Harbor seals become mascots for Incheon games
Smiley-faced seals wave, greeting visitors. They are Vichuon, Barame and Chumuro, the mascots for the upcoming Incheon Asian Games 2014.
The cute seal siblings were modeled after harbor seals, a rare species that lives near Baengnyeongdo Island in the Yellow Sea.
The eldest amongst the siblings is Vichuon. He is a messenger of light. He will play a central role in the party by promoting harmony and friendship. The second eldest, named after the Korean word for wind, baram, is Barame. He has the ability to move instantaneously. He will make the Incheon Asian Games into a true sports festival. The youngest is Chumuro, named after the Korean word for dance, chum. She will introduce Korean culture to the world with her gift of lightening the mood with cheer and excitement.

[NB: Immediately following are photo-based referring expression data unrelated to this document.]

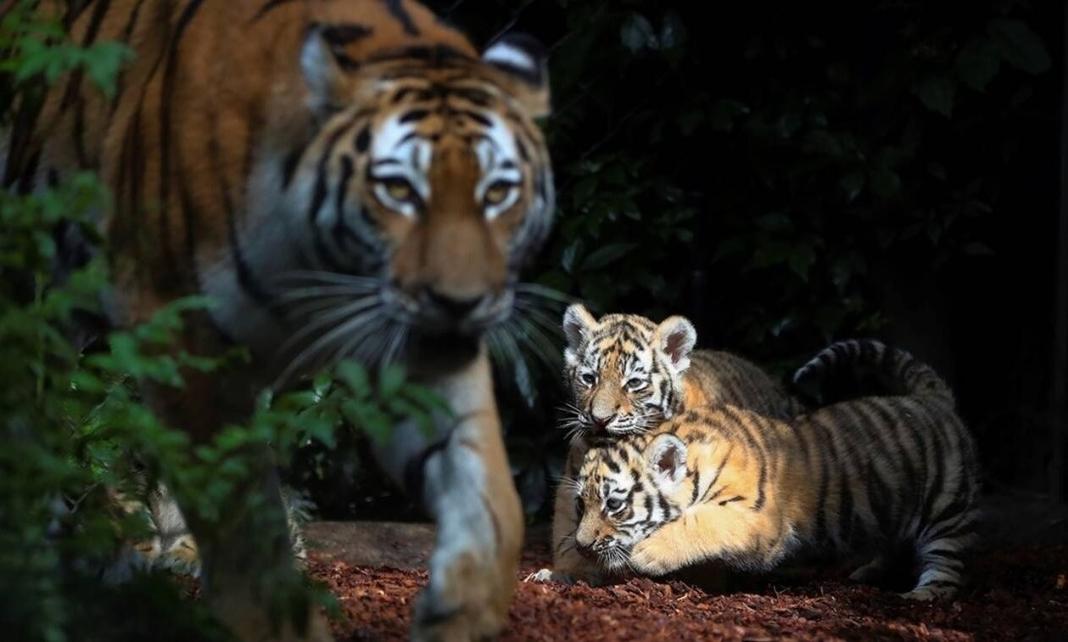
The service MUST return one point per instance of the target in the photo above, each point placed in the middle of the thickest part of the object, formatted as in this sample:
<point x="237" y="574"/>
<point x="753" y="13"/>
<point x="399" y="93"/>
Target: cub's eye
<point x="498" y="192"/>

Incheon has several landmarks that could have represented the city, such as the Incheon International Airport or the Incheon Bridge. Why have these seals become the mascots to symbolize the sporting event?
In 2010, in order to select the mascot for the games, the 2014 Incheon Asian Games Organizing Committee (IAGOC) conducted a survey among Incheon citizens to ask what animals, objects or buildings they would like to symbolize the city. Survey recipients picked the Incheon International Airport, the Incheon Bridge and the crane, a bird which represents the founding force of the city.

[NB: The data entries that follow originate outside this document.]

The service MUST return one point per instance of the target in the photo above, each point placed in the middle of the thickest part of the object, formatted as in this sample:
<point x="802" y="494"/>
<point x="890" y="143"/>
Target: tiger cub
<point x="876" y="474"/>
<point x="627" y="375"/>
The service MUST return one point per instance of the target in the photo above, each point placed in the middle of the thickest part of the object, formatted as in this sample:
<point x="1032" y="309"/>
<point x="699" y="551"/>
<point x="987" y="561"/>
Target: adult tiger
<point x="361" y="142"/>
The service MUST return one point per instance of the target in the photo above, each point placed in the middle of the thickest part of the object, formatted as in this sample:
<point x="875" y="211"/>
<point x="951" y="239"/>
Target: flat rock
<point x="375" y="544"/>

Despite the survey results, however, the IAGOC thought those candidates were not good enough to catch people’s attention. In the meantime, the committee happened to learn about the harbor seal.

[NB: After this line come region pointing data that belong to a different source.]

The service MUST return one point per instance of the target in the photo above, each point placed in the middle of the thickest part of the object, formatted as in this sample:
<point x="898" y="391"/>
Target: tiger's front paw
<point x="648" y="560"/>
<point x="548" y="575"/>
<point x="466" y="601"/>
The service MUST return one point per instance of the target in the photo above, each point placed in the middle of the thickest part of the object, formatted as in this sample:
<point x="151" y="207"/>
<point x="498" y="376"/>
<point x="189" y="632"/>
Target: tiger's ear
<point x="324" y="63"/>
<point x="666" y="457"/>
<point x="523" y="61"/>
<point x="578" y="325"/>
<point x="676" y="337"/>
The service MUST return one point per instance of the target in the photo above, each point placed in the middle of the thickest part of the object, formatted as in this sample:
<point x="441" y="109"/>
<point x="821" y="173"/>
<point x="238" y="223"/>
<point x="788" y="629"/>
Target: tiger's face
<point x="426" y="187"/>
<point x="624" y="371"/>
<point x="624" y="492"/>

Harbor seals inhabit the waters near Baengnyeongdo Island, South Korea’s northernmost point in the Yellow Sea, near the Northern Limit Line with North Korea. They move northward to calf in Bohai Bay, China, in January and February. From April to June, they travel back southward to Baengnyeongdo Island to spend the summer. They again move back to Chinese waters from late October to November. The number of harbor seals living on the island in the past has been estimated at about 10,000, but its population figures today lie at only around 100.
The IAGOC saw their cute, round-faced appearance and noted their free travels between both Koreas and China. The committee also learned the fact that this animal has never been used as a mascot for any international sporting event.
“Choosing harbor seals to be the mascot for the games holds great significance in that they can play a role as a peace messenger by easing tensions on the Korean Peninsula and in conflicts around this troubled area,” said the IAGOC.